12. A system according to any preceding claim wherein the one or more algorithms stored on the analysis system comprise an algorithm operable to determine differences between the received data and stored data, wherein the stored data is data stored by the analysis system and received from the sensing device at a time before the received data.
13. A sensing device for a utility enclosure, the sensing device comprising:
a sensor configured to detect information about a surrounding environment, and
a processing module configured to:
receive sensor output from the sensor,
process the sensor output using one or more algorithms stored on the processing module to determine whether an anomaly exists in the surrounding environment, and
send data based on output of the one or more algorithms to an analysis system.
14. A sensing device according to claim 13, wherein the processing module is configured to perform the step of sending data to the analysis system when the anomaly is determined.
15. A sensing device according to claim 13 or 14, wherein the sensor is a camera and the output of the sensor is one or more images and the one or more algorithms stored on the processing module comprise an algorithm operable on each of the sensor output image(s) to determine if each image is of low quality, and/or improve the quality of the sensor output.
16. An analysis system for monitoring utility enclosures, the analysis system comprising:
a receiving module configured to receive data from a sensing device located at a utility enclosure, and
an analysis module configured to process the received data using one or more algorithms stored on the analysis system to determine an accuracy of an anomaly of the utility enclosure indicated by the received data.
17. An analysis system according to claim 16, wherein the data comprises an indication of the determined anomaly.
18. An analysis system according to claim 16 or 17, wherein the received data comprises on or more images and the one or more algorithms stored on the analysis system comprise image segmentation.

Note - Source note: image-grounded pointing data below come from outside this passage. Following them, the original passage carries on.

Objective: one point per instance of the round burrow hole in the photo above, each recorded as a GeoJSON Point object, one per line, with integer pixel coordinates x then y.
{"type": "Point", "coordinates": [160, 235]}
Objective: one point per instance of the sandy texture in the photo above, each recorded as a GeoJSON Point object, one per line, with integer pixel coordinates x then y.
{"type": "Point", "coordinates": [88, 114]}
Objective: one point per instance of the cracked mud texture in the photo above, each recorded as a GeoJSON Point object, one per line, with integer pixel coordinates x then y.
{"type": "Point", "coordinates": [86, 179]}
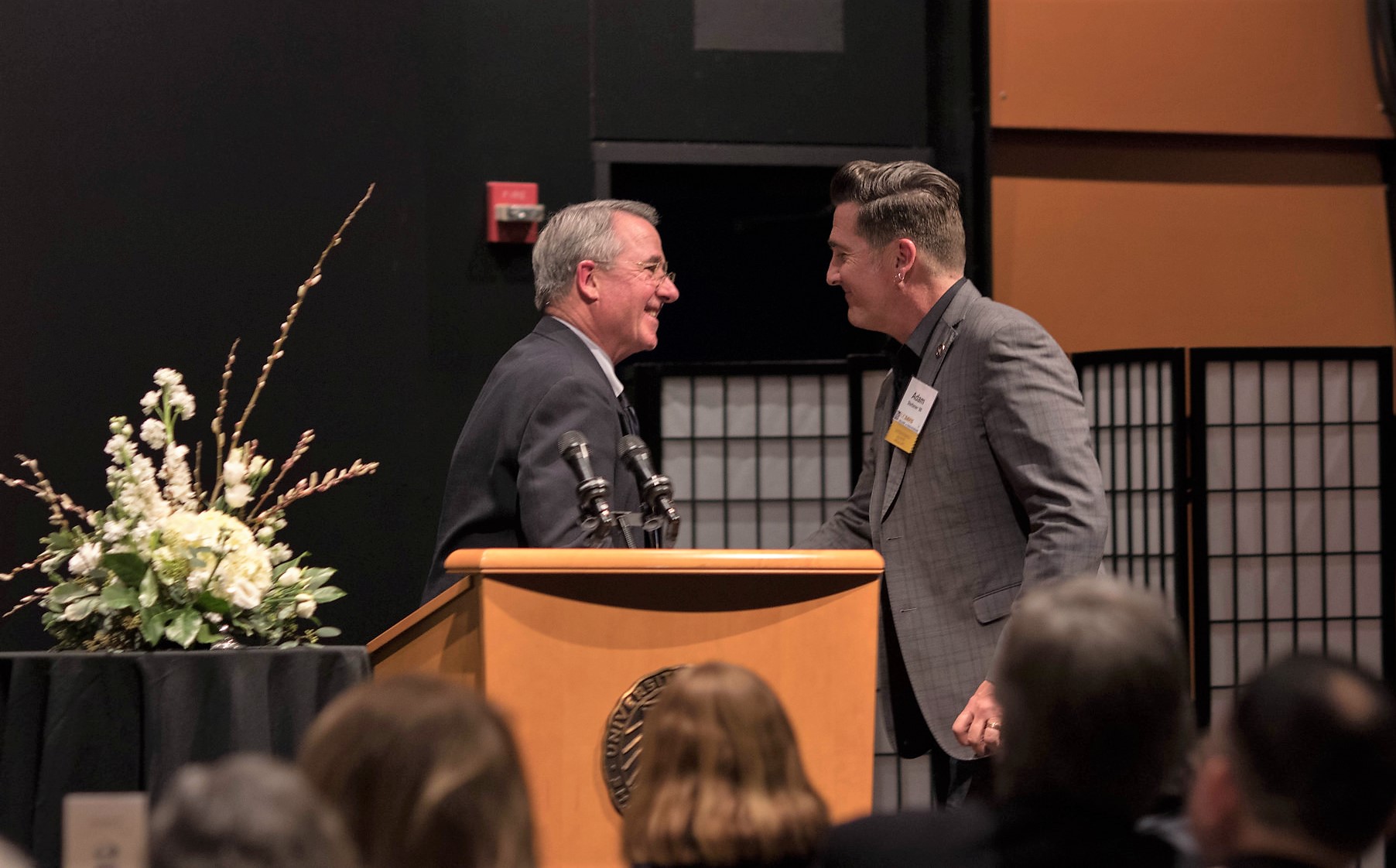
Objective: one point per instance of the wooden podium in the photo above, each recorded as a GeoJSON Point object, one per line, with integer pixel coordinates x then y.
{"type": "Point", "coordinates": [557, 637]}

19. An analysis system according to claim 16, 17 or 18, wherein the one or more algorithms stored on the analysis system comprise an algorithm operable to determine differences between the received data and stored data, wherein the stored data is data stored by the analysis system and received from the sensing device at a time before the received data.

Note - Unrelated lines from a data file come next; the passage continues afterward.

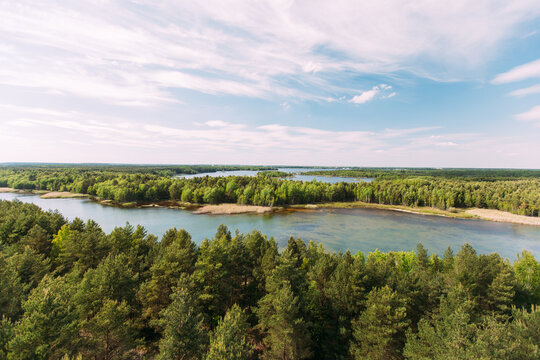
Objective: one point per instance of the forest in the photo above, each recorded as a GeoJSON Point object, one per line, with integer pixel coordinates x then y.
{"type": "Point", "coordinates": [70, 291]}
{"type": "Point", "coordinates": [517, 191]}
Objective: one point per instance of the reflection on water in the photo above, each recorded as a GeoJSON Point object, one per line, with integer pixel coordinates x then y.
{"type": "Point", "coordinates": [337, 229]}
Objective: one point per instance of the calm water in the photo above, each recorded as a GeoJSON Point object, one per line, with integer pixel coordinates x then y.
{"type": "Point", "coordinates": [295, 171]}
{"type": "Point", "coordinates": [353, 229]}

20. A method of monitoring a utility enclosure, the method comprising:
detecting, within the utility enclosure, information about the utility enclosure,
processing, within the utility enclosure, the detected information using one or more algorithms to determine whether an anomaly exists in the environment, and
sending data based on output of the one or more algorithms to an analysis system outside of the utility enclosure,
receiving the data at the analysis system, and
further processing the received data, by the analysis system, using one or more algorithms stored on the analysis system to determine accuracy of the determined anomaly.
21. A method according to claim 20, wherein the step of sending data to the analysis system is performed when the anomaly is determined.
22. A method according to claim 20 or 21, wherein the one or more algorithms performed within the utility enclosure have a lower computational requirement that the one or more algorithms performed by the analysis system.
23. A method according to any of claims 20 to 22, wherein the one or more algorithms performed within the utility enclosure comprise an algorithm operable on detected information to determine if the detected information is of low quality, and/or improve the quality of the detected information.
24. A method according to any of claims 20 to 23, wherein the one or more algorithms performed by the analysis system comprise an algorithm operable to determine differences between the received data and stored data, wherein the stored data is data stored by the analysis system and received from within the utility enclosure at a time before the received data.
25. A computer-readable storage medium storing instructions adapted to carry out the method described above of monitoring a utility enclosure.